I think that maybe you should show him this thread, so that he can see how many people think he’s a complete and utter selfish bastard.

Yep. Unbelievable. His attitude would make me hate him

Snaletrale · 29/03/2026 10:33

They are saying only him to try to make it easier for him so that you all don’t have to go. They just need him to.

Soontobe60 · 29/03/2026 10:33

sabotaginglizard · 29/03/2026 08:54

No I’ve said to him it’s up to him obviously

I’d have been disgusted with my DH if he hadn’t visited his mum in hospital at least every other day when she was in for a week - he actually went every day. A 2 hour round trip as the hospital was 30 miles away. He set off from work each day and got home around 9pm.
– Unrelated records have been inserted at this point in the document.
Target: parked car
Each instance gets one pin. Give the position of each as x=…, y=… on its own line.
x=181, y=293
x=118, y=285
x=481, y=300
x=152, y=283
SpySocks · 29/03/2026 10:33

sabotaginglizard · 29/03/2026 10:29

I dont think he is at all he just has a very strict schedule that he sticks to. He sees her sun/mon every week one week sun the next mon due to his work days. He also gets really stressed about taking any time off work so that has been a big factor too. Hes just a person with a very set strict routine not ND

Well being hospitalised with pneumonia wasn't part of his mum's schedule, or his siblings.